One is that these entrepreneurs spend so much time trying to grow their ventures that they don’t have enough time to become great managers. This shortcoming hampers their companies’ growth. But a two-and-a-half-day program that starts Tuesday in Kansas City could dramatically upgrade the leadership skills of 30 owners or CEOs of local businesses.
The Tuck Kansas City Program is the first corporate collaboration in the country involving Tuck Executive Education at Dartmouth. Local entrepreneurs share business plans with Tuck’s faculty, which then offers advice on how to improve them through focused marketing, financing and other strategic moves.
Sponsors paying much of the program’s cost are Burns & McDonnell, DST, Hallmark, Sprint and Kansas City Power & Light, and the city of Kansas City.
Burns and McDonnell CEO Greg Graves said Monday he sees “lots of great entrepreneurs” east of Troost Avenue but added they often need assistance sharpening their managerial skills to run businesses for the long run. If that can happen, he says, the entire local business community will get stronger, helping larger firms like his.

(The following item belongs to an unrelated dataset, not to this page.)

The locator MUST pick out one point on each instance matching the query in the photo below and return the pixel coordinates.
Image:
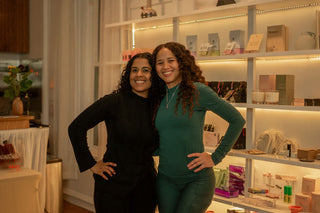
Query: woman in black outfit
(125, 178)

Leonard Greenhalgh, professor of management at the Tuck School of Business, said Monday, “Entrepreneurs are desperate to make ends meet.” That can lead them to take on contracts incompatible with their companies’ strengths. These entrepreneurs also can be the first in their families to run businesses.
In a testimonial, Ajamu Webster, principal of Dubois Consultants in Kansas City, said after participating in a previous Tuck program he narrowed his firm’s scope of work, which increased sales and profitability. “We entered Tuck trying to be all things to all clients and exited Tuck with a strategic focus,” Webster said.
That kind of outcome for some or all of the 30 leaders taking part this week would be great to see. Fred McKinney, managing director of Minority Business Programs at Tuck, said this week’s effort could help create a “culture of success” in the minority community.
These businesses could become role models while hiring more minorities and women, all of which would benefit Kansas City’s urban neighborhoods.